A maneira  como alunas e  alunos interpretam um conteúdo,  depende das suas crenças  acerca da  natureza da  aprendizagem.  Nem  sempre estas “crenças epistemológicas” são  formuladas explicita e conscientemente pelo aluno, mas podem sempre ser individuadas  conversando com ele.  No caso específico da física, ela pode  ser vista, por um lado, como  uma coleção de regras, excertos de  textos, frases da professora,  algoritmos …  fragmentos de conhecimento que  são independentes uns dos outros  e desligados da nossa experiência direta  do mundo, que não é  preciso compreender mas sim  decorar  e  aplicar  mecanicamente.  Esta  é  a  abordagem  menos frutuosa mas infelizmente  mais comum.  Por outro lado,  a física pode ser entendida como um sistema coerente de conceitos com um significado profundo e  interessante.  A confiança  na informação que  se encontra nos textos e nas palavras dos professores é imprescindível, mas também uma  sua  interpretação  autónoma.   O  conhecimento  é  em  constante desenvolvimento  e alimenta-se  dum  leque extenso  de experiências  e dados.

Uma  semelhante dualidade  de  perspetivas existe  na aprendizagem  de qualquer matéria.

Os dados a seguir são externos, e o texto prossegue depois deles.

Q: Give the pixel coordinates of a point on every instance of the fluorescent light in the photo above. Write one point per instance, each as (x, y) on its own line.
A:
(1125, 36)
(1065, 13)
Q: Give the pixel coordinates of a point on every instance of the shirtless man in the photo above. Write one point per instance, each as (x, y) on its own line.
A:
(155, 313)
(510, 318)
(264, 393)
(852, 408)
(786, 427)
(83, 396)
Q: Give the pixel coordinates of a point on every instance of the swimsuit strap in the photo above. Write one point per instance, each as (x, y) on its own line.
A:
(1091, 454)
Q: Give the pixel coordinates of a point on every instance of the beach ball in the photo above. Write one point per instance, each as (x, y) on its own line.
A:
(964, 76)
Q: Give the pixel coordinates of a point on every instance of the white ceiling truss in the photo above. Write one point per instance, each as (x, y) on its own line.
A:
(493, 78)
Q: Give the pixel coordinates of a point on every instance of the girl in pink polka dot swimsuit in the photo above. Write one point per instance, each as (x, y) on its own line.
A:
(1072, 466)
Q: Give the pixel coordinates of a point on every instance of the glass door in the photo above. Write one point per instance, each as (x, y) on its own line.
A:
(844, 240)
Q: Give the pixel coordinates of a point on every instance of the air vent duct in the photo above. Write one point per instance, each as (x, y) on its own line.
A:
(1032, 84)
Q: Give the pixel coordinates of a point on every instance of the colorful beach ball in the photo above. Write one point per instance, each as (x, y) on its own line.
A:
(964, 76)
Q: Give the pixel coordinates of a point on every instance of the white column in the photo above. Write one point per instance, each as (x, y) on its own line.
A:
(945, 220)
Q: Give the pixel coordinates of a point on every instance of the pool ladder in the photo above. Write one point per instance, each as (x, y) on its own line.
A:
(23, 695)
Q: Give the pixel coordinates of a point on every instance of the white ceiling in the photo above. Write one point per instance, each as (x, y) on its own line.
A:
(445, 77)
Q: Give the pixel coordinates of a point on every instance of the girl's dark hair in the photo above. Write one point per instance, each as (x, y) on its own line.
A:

Sendo a física mais abstrata, é menos provável que a turma adote  espontaneamente as crenças epistemológicas  adequadas e é mais difícil para  as professoras e os professores  confirmar que isto aconteça, mas é  uma condição essencial para que  o conhecimento tenha alguma utilidade.

Existe evidência  científica a comprovar  que a discussão  entre pares permite  que o  maior  número possível  de alunos  e  alunas adote  as crenças  epistemológicas corretas.   É esta  a premissa  pedagógica na base de KEY.  Entre as várias  razões mencionadas no artigo ciência e inclusão como motivo do sucesso  pedagógico da discussão entre pares, uma interessa-nos  em particular agora: o  medo de se enganar  induz a busca do  algoritmo que  pode ser  aplicado rápida  e automaticamente, discutir com  os colegas  reduz esse  medo preservando  a  motivação a aprender, portanto facilita a procura independente de sentido.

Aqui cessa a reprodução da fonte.